どう抵抗しても落下するだけなので落ち着こう。
「それにしてもあれはなんだったの?」
「あれって多分泡入道って言う魔物だろうね。特に何もするわけじゃなくただそこに座ってるだけなんだけど……。怒らせると怖い奴」
「泡入道……」
「そろそろ地面が近くなってきたよ」
私たちの眼前には地面が迫っている。
このままだと落下ダメージは免れないだろう。回避する術は悲しきかな、私たちにはない。
「これ、わんちゃん全体力削られるんじゃないの!?」
「結構な高さだからねえ。普通は人が死ねる高度なんだけど……」
「初めての死が落下!? なんか気に入らねーーーーー!」
そして、私たちは勢いよく地面とぶつかったのだった。
リスポーン地点は魔王城のそれぞれの個室にしており、気が付くと私はベッドの上に眠っていた。どうやら本当に死んだらしい。

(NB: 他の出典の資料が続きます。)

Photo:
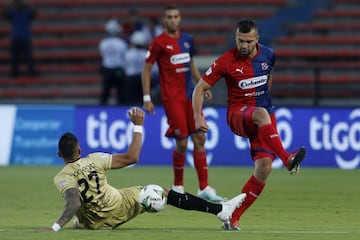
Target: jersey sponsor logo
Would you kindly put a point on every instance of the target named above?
(264, 66)
(180, 58)
(240, 70)
(208, 72)
(253, 82)
(180, 70)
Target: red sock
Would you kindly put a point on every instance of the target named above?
(178, 168)
(270, 135)
(252, 188)
(201, 168)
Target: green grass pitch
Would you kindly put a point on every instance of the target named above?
(318, 203)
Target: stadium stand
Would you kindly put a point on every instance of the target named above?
(319, 59)
(67, 32)
(316, 45)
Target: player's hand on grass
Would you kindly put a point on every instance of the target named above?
(149, 107)
(208, 95)
(137, 116)
(48, 229)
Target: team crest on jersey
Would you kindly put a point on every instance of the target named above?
(264, 66)
(208, 72)
(62, 183)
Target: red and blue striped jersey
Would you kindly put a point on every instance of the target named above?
(173, 58)
(246, 78)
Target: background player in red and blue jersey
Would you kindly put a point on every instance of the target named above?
(173, 51)
(246, 69)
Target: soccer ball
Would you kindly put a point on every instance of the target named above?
(153, 198)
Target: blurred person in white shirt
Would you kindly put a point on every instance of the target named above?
(112, 49)
(135, 60)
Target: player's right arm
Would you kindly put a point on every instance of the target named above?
(146, 86)
(197, 102)
(72, 205)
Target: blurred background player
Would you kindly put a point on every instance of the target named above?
(96, 204)
(246, 69)
(173, 51)
(112, 49)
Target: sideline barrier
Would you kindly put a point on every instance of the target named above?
(30, 133)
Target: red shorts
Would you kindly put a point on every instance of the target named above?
(180, 118)
(241, 123)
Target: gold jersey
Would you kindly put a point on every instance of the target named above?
(102, 206)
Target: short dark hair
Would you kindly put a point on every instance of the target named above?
(171, 7)
(67, 145)
(246, 25)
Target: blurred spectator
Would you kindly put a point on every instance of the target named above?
(132, 23)
(20, 14)
(112, 49)
(135, 60)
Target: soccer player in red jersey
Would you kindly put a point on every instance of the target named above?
(246, 69)
(173, 51)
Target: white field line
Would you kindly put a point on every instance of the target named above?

デスペナルティなのか、魔力が途切れ、スキルが一時的に使用できなくなってる気がした。
この程度で死ぬってA2Oのときはなかったなあなんて思いつつ部屋から出るとなにやら魔王城の前で数人がたむろしていた。
剣を片手に持って、何かを相談し合っている。これ、迎え撃った方がいいのかな。と思い、刀を手にして玄関ホールまでいくと、勢いよく扉が開かれた。
そして、数人で集まっていた男のリーダー格が「魔王よ! 俺たちが討ち取る!」といっていた。

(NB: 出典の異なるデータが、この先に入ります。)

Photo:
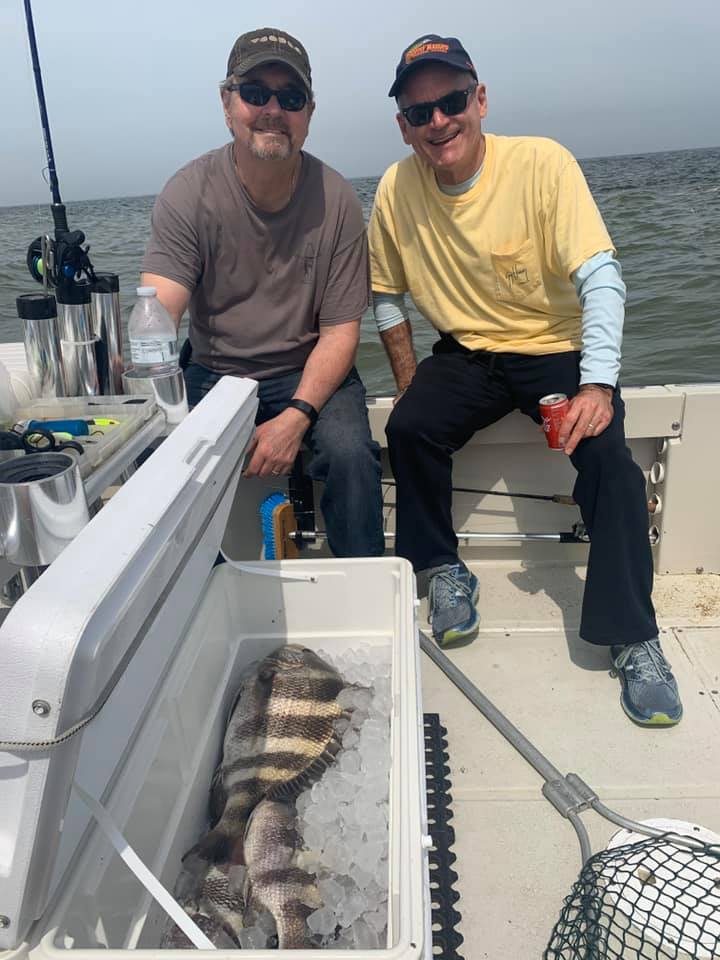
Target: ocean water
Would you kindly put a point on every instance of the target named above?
(662, 210)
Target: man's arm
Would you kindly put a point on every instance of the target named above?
(277, 441)
(393, 324)
(601, 293)
(401, 354)
(172, 295)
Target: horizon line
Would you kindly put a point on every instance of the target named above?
(139, 196)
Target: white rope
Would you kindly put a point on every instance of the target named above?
(146, 877)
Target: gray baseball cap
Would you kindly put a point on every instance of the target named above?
(269, 45)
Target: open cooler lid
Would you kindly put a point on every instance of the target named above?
(93, 637)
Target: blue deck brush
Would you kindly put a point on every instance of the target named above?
(277, 518)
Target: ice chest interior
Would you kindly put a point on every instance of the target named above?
(170, 634)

「残念だけど気づいちゃった以上私がやるしかないか……。死んだばっかでデスペナ中なんだけど」
「やんのか? やっちまえ! 魔王軍といえど袋叩きすれば問題はないだろ!」
「あまり子供に手出しはしたくないんだけどッ!」
私は剣を持って駆け抜けた。
スキルは使用不可、つまり私自身のスキルでやらなくちゃいけないというわけだ。
「くらえ!」
「遅い」
魔法をうってきて、それを躱しスライディングで転ばせる。転んだと同時に切りつけた。急所を狙えばほとんど一撃なので首元あたりを切っている。
低姿勢の私の足を掴み、移動できなくさせてくるやつがいた。そして、目の前に棍棒を振り下ろそうかと言わんばかりにふりかぶっている。

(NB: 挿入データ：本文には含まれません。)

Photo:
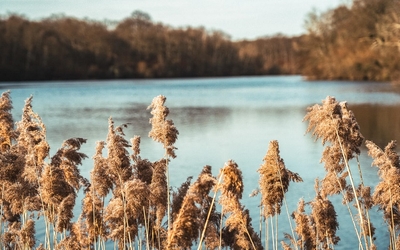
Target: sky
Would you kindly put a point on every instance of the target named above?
(241, 19)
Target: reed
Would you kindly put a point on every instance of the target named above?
(128, 200)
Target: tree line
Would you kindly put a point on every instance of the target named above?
(66, 48)
(355, 41)
(358, 41)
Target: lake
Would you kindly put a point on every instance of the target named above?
(221, 119)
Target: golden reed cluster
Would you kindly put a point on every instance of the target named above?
(128, 201)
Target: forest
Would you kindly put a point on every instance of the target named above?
(356, 41)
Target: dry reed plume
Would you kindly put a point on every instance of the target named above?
(127, 200)
(333, 122)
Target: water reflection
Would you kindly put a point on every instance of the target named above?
(378, 123)
(218, 120)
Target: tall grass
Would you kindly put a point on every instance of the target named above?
(128, 200)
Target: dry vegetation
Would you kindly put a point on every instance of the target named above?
(128, 200)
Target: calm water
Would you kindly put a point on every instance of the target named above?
(220, 119)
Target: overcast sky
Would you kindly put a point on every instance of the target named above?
(241, 19)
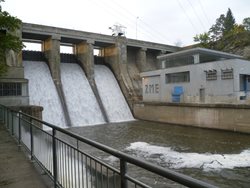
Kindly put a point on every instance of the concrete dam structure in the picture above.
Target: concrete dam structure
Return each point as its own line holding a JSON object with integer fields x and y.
{"x": 79, "y": 88}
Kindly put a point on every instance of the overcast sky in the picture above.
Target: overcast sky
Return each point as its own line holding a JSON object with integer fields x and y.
{"x": 163, "y": 21}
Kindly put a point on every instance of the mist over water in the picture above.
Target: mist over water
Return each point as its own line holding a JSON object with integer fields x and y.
{"x": 42, "y": 92}
{"x": 111, "y": 95}
{"x": 218, "y": 157}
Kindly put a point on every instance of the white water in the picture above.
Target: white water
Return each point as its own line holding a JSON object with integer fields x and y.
{"x": 176, "y": 160}
{"x": 42, "y": 92}
{"x": 82, "y": 104}
{"x": 113, "y": 100}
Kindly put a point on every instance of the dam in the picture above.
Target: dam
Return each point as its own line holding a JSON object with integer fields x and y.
{"x": 99, "y": 98}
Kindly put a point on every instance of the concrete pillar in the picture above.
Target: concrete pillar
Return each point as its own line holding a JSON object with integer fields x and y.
{"x": 51, "y": 48}
{"x": 141, "y": 59}
{"x": 85, "y": 54}
{"x": 196, "y": 58}
{"x": 14, "y": 59}
{"x": 116, "y": 57}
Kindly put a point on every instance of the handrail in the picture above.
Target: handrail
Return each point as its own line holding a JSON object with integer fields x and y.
{"x": 169, "y": 174}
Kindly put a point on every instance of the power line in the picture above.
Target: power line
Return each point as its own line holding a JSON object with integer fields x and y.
{"x": 197, "y": 15}
{"x": 146, "y": 29}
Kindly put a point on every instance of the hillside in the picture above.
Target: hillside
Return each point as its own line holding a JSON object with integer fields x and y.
{"x": 238, "y": 44}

そして棍棒を振り下ろしてきたので大きくのけぞってそれを躱す。足を掴んでいるやつの首に刀を突き刺し絶命させ、そして棍棒持ってる男を縦に切りつけた。
うん、衰えてはいない気がする。
「魔王軍として何も活躍してないからさすがにここで活躍しておかないとね……。入った意味がないや」
私は剣を構えた。
その瞬間、死んでない男たちの顔に恐怖が生まれていた。ぶるぶると震えており、戦意は既に失っているようにも見える。
私はわざと隙を作ると、男たちは逃げ出したのだった。
「……立ち向かう勇気もないのか」
それにしても、結構袋叩きに弱かった私が勝てたってことは成長してるなぁ。